Given this controversy, we support Revolve.com and join them in their removal of the collection from our site.  We are also proud to make our own donation to “Girls Write Now” – in honor to their commitment to this admirable cause.

It’s a shame that a well-intentioned apparel campaign to promote body positivity resulted in a complete debacle. What could have been an amazing idea that raised a ton of money for charity instead became a massive failure and a PR disaster for just about everyone involved. Also, Revolve and LPA have to understand that it’s a huge mistake to promote body positivity when your company doesn’t even stand behind plus-size shoppers. Until there are options for plus-size customers, what’s the point of promoting these types of messages?

The biggest lesson here for promo distributors, though, comes in the decoration aspect.

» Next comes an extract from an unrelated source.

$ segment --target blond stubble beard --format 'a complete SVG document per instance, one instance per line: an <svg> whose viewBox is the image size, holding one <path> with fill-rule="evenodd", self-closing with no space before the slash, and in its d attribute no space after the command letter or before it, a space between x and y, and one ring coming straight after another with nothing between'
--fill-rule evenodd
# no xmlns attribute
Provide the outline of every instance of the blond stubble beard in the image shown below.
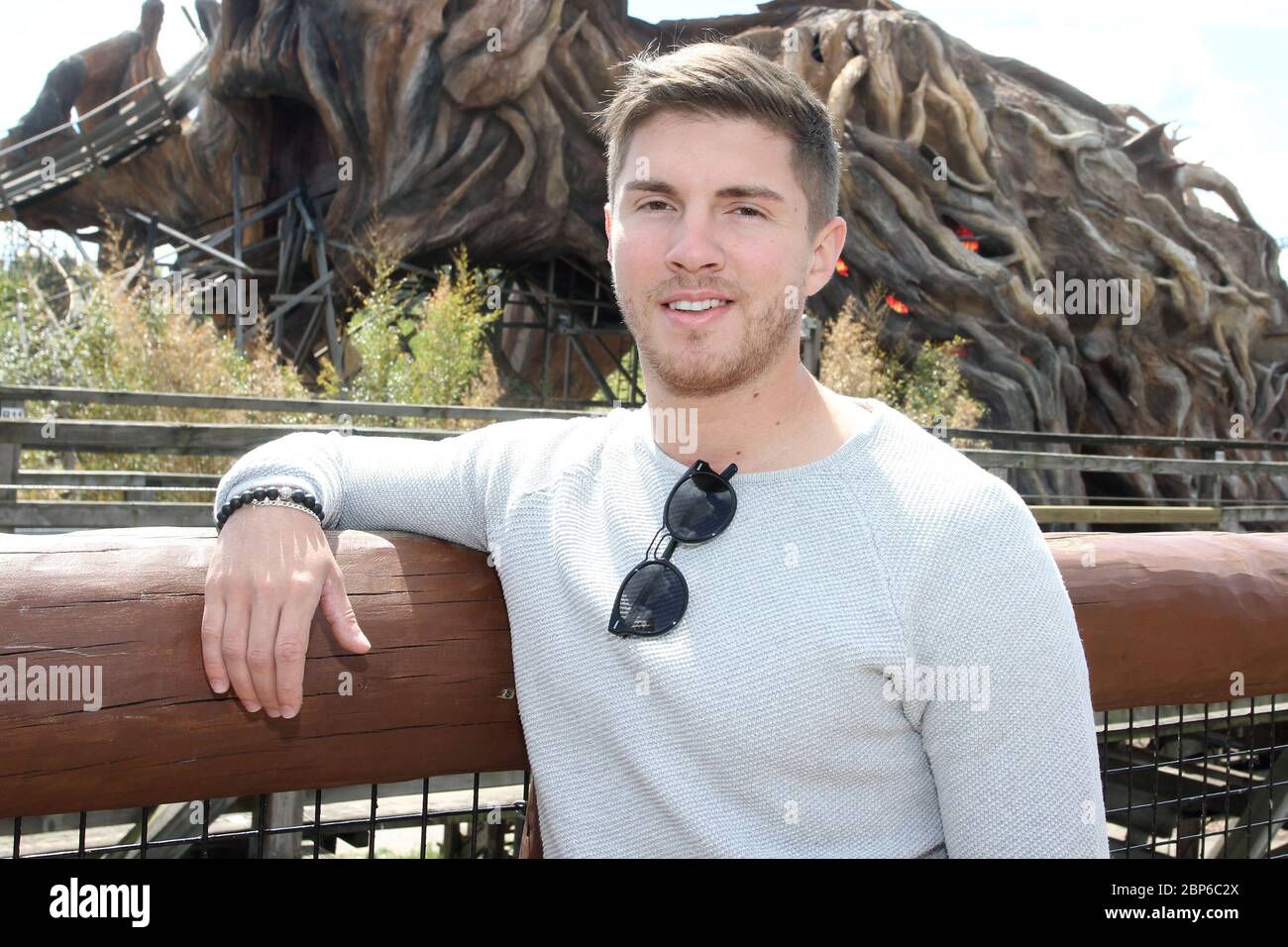
<svg viewBox="0 0 1288 947"><path fill-rule="evenodd" d="M618 292L617 298L621 299L622 295ZM744 303L738 305L742 308ZM769 303L761 311L760 318L743 318L737 350L732 354L720 353L719 358L710 358L711 353L702 348L703 338L708 335L707 330L689 330L684 334L685 354L680 363L663 362L658 358L653 339L645 331L648 323L640 325L632 305L622 307L622 317L635 338L640 357L667 390L676 398L694 398L724 394L760 378L779 358L784 336L800 335L801 312L786 308L781 300ZM692 356L693 350L698 350L697 357ZM690 367L694 363L696 367Z"/></svg>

The idea of turning quotes from internet trolls into positive and empowering messages is a good one, but the execution was awful. It’s hard enough to make a statement about a complex, hot-button social issue in the space available on a shirt. Without context, it’s easy to miss the message and the irony, and that’s what happened here.

Making it more obvious that it was a quote (not a mission statement) and printing the “as told to” footer in a larger size, rather than minimizing it, would have been a good start. Keep that in mind if you’re ever working with similar kinds of apparel decoration.